# lens rental



## SierraBravo (Feb 1, 2008)

Hi - I am an ammy who is being asked to bring along my 40D on a trip to Atlanta next week to get some images of a new facility of ours. I'd really like a wide angle for this but do not own one (am currently shoppping...)

Since this came up so quickly, I did some research and the online rental places all ship USPS. I am leaving Tuesday AM. Do you all know of any rental companies that will overnight a lens rental? 

Thanks in advance for your help.


----------



## Big Mike (Feb 1, 2008)

http://prophotorental.com


----------



## Sideburns (Feb 1, 2008)

Where are you from?  You can also call around locally to your camera shops...some rent.


----------



## MarcusM (Feb 1, 2008)

Big Mike said:


> http://prophotorental.com



Wow, that's awesome! I didn't even realize there were camera gear rental places online! What a great opportunity to try before you buy!


----------



## Big Mike (Feb 2, 2008)

If I'm not mistaken, someone from that site (owner maybe) is a member here.  They were collecting information about what people would want to rent.


----------



## Mike_E (Feb 2, 2008)

Calumet just recently sent me a catalog for rental equipment.
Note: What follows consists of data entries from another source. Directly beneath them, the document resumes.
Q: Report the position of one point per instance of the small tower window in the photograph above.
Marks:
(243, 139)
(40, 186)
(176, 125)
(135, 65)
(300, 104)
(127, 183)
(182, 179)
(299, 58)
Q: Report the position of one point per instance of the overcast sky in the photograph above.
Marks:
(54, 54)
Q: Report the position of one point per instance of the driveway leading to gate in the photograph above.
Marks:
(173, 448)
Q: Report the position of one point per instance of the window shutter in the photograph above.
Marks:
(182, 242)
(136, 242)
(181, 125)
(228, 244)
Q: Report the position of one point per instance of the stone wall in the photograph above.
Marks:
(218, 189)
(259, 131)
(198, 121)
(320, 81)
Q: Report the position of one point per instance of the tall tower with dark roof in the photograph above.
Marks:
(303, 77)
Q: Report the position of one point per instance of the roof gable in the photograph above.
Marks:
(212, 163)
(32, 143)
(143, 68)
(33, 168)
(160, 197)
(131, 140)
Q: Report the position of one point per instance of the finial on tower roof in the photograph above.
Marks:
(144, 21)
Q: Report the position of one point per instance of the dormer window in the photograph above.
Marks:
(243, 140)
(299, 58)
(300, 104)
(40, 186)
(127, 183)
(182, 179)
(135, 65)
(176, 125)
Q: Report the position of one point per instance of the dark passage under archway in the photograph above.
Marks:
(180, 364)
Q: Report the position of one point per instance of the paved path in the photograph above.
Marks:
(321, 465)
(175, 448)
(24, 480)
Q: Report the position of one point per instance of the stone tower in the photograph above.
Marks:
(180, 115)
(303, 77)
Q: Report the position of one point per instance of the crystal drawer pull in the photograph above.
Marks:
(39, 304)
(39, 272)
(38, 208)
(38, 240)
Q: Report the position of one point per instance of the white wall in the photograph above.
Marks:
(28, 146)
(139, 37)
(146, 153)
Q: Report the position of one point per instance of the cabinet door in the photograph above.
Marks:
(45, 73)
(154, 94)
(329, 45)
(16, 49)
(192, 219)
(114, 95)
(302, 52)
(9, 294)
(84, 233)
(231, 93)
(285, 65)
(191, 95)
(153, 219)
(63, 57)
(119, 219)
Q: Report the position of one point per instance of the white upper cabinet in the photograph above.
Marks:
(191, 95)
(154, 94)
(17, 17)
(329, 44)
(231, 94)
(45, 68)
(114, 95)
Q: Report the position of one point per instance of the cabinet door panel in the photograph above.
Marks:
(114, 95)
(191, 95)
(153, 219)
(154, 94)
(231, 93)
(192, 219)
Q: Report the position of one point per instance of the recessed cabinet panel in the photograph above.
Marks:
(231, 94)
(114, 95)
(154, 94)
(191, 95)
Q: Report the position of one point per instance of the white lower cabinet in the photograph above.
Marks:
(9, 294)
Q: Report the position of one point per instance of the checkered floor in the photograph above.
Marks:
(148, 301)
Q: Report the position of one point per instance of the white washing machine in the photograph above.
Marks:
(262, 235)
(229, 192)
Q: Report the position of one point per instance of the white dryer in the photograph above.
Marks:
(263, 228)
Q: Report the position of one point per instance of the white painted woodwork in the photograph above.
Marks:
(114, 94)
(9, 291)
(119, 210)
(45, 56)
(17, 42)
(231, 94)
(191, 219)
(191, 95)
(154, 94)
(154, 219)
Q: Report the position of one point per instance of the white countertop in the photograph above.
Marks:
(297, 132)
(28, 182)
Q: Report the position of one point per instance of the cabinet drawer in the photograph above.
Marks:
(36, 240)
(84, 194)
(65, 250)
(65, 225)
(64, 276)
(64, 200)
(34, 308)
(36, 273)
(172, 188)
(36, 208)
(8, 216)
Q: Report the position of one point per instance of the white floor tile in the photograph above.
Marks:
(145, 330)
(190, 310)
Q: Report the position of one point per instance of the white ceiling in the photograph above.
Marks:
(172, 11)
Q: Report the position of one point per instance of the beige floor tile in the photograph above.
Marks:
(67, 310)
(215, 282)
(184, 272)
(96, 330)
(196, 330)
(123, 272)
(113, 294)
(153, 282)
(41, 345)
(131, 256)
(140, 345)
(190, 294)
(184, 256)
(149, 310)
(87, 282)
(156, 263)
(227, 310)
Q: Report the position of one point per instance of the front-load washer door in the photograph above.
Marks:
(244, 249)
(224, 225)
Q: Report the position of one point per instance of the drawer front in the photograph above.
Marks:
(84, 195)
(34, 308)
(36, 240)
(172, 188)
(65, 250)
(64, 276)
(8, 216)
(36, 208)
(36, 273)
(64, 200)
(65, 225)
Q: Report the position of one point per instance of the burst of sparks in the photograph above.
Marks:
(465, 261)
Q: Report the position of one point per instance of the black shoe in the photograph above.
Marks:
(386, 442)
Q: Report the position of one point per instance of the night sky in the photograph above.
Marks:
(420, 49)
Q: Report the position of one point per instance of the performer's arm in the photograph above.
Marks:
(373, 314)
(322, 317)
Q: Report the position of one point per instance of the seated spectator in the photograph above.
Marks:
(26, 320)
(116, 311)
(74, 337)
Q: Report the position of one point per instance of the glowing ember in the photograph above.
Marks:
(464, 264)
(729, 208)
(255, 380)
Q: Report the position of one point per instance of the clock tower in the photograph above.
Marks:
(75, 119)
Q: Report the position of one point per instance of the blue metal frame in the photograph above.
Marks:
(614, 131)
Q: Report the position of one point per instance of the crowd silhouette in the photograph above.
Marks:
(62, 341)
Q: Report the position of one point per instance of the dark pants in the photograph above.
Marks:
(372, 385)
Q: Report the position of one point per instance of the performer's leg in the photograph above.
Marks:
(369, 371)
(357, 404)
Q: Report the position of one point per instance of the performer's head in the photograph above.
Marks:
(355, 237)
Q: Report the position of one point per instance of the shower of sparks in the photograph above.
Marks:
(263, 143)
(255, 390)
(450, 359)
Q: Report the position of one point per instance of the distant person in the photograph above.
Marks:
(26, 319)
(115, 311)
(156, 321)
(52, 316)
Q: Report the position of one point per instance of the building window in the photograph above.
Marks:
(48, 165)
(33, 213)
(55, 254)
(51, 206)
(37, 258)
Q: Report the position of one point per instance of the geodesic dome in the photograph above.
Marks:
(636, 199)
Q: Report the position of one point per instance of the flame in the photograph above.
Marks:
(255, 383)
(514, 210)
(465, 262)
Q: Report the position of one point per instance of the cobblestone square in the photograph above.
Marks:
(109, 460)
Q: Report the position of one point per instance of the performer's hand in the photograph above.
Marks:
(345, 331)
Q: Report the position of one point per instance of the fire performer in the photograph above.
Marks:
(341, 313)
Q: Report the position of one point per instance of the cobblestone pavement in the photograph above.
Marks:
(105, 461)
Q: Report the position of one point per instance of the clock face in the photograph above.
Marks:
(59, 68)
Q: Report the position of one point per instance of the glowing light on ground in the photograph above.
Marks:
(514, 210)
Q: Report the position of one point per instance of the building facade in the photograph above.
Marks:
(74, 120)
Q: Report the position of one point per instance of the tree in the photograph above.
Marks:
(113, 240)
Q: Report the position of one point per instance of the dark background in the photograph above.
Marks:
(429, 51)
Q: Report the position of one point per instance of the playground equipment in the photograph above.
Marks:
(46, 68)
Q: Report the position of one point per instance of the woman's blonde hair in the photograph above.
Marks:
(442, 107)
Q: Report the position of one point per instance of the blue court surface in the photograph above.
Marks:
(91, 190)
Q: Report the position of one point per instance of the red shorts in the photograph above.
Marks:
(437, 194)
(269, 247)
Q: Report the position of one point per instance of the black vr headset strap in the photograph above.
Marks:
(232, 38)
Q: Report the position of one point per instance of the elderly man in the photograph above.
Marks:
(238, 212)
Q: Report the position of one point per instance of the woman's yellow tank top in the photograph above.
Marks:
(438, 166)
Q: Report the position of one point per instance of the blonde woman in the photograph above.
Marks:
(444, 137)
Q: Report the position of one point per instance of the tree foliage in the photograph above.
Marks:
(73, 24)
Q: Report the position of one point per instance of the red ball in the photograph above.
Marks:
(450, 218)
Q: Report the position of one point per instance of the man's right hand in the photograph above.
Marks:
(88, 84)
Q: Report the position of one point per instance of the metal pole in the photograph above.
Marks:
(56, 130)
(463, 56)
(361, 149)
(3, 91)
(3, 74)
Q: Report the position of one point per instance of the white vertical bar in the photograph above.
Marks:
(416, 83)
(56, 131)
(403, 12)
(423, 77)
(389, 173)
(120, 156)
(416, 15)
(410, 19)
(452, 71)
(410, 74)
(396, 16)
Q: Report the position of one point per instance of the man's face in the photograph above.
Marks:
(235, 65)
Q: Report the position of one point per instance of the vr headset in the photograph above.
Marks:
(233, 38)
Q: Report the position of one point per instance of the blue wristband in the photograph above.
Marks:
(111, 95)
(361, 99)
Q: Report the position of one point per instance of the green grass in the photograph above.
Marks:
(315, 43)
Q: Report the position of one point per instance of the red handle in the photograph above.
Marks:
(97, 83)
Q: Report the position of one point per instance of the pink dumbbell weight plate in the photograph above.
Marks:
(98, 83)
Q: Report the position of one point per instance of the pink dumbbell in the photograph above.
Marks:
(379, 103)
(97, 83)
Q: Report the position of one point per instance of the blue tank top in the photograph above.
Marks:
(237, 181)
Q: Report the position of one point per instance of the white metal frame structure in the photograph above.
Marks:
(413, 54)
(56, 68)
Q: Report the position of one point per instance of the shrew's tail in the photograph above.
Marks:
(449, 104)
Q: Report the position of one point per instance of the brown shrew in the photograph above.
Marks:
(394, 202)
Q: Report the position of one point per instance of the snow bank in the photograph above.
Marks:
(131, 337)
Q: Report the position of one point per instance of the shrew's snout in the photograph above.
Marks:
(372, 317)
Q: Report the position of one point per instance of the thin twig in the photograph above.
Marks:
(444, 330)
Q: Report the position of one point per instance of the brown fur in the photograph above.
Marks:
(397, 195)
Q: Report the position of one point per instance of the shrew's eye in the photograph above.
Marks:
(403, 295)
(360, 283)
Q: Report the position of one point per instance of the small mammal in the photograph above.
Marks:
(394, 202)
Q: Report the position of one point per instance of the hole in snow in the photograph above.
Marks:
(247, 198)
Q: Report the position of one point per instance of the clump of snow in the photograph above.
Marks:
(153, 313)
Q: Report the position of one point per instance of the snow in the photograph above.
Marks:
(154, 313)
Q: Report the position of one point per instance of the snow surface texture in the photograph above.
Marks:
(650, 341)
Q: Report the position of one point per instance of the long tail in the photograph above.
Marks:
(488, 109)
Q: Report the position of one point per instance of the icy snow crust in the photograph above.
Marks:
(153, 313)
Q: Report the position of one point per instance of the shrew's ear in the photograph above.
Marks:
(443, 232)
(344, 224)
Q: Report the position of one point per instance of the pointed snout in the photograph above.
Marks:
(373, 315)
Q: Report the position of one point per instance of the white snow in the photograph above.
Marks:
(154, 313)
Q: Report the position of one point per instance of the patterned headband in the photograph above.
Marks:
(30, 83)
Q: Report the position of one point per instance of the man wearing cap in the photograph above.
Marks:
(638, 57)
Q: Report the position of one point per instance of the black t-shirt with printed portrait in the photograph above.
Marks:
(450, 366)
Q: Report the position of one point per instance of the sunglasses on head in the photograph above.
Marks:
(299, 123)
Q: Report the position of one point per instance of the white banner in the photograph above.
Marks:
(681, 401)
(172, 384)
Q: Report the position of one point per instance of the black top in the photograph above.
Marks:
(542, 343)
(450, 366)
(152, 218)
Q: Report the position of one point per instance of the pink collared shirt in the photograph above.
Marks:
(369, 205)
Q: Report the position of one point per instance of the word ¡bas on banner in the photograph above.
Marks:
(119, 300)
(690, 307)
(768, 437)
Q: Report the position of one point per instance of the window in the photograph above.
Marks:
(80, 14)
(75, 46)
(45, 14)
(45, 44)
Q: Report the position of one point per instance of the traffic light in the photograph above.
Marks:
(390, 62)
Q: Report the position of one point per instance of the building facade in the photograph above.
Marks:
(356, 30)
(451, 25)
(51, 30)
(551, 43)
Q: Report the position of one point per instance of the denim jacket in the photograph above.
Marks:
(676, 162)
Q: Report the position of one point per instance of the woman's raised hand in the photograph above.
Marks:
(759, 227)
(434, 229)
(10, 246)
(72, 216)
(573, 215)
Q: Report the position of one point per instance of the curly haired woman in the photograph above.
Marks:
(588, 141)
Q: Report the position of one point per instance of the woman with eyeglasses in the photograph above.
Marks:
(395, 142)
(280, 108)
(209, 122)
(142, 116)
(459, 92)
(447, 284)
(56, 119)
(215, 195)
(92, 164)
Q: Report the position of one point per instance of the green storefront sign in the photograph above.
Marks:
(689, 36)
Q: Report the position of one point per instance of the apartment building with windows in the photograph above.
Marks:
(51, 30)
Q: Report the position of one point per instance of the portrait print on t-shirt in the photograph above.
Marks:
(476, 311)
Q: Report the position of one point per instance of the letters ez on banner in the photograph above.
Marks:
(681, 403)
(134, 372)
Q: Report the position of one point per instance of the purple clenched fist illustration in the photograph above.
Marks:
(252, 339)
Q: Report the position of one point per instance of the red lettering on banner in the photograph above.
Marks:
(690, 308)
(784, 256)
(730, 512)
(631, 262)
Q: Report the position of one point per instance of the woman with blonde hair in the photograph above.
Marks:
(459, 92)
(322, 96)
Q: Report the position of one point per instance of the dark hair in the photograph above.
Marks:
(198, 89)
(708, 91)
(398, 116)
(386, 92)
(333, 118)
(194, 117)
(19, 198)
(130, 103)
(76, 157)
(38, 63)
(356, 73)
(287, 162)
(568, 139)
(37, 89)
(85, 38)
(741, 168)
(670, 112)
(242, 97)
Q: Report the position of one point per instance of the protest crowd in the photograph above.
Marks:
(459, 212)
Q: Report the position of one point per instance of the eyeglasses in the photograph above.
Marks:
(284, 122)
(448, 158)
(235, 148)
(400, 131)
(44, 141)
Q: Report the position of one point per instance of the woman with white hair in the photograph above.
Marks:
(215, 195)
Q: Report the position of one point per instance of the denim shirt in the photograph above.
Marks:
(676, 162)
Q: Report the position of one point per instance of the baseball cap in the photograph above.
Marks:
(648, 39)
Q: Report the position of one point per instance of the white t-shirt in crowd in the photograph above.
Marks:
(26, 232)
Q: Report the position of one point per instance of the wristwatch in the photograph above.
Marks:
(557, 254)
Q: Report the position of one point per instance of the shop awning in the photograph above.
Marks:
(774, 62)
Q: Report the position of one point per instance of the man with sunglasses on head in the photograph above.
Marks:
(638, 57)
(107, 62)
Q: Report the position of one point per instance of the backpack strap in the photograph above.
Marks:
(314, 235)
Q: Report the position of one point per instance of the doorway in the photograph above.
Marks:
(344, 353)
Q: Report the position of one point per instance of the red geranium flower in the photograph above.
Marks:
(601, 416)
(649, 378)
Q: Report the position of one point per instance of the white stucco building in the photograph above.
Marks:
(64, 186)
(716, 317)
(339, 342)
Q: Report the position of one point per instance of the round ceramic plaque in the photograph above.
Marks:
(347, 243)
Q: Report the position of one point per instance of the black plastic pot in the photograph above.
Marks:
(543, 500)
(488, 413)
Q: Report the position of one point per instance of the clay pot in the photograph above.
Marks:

You can download the catalog here.. http://www.calumetphoto.com/ctl?ac.ui.if=text/rentaldest.jsp&ac.ui.pn=common.IncSel


----------



## Jeff Canes (Feb 2, 2008)

SierraBravo said:


> Hi - I am an ammy who is being asked to bring along my 40D on a trip to Atlanta next week to get some images of a new facility of ours. I'd really like a wide angle for this but do not own one (am currently shoppping...)
> 
> Since this came up so quickly, I did some research and the online rental places all ship USPS. I am leaving Tuesday AM. Do you all know of any rental companies that will overnight a lens rental?
> 
> Thanks in advance for your help.


Call KEH.com in Atlanta to see if they do, or if not they should knew who does in Atlanta


----------



## MarcusM (Feb 2, 2008)

Darn...I was hoping to rent out the Nikon D3 from ProPhoto. They only have the Nikon D300. Looks like Calumet has it but under price it says "Call". That's always a sign that it's going to be up in price.


----------



## SierraBravo (Feb 4, 2008)

Thank you Big Mike! Looks like your site is going to be able to help me out.

Sarah


----------



## DHammer (Feb 4, 2008)

I use lensrental.com myself they have been great


----------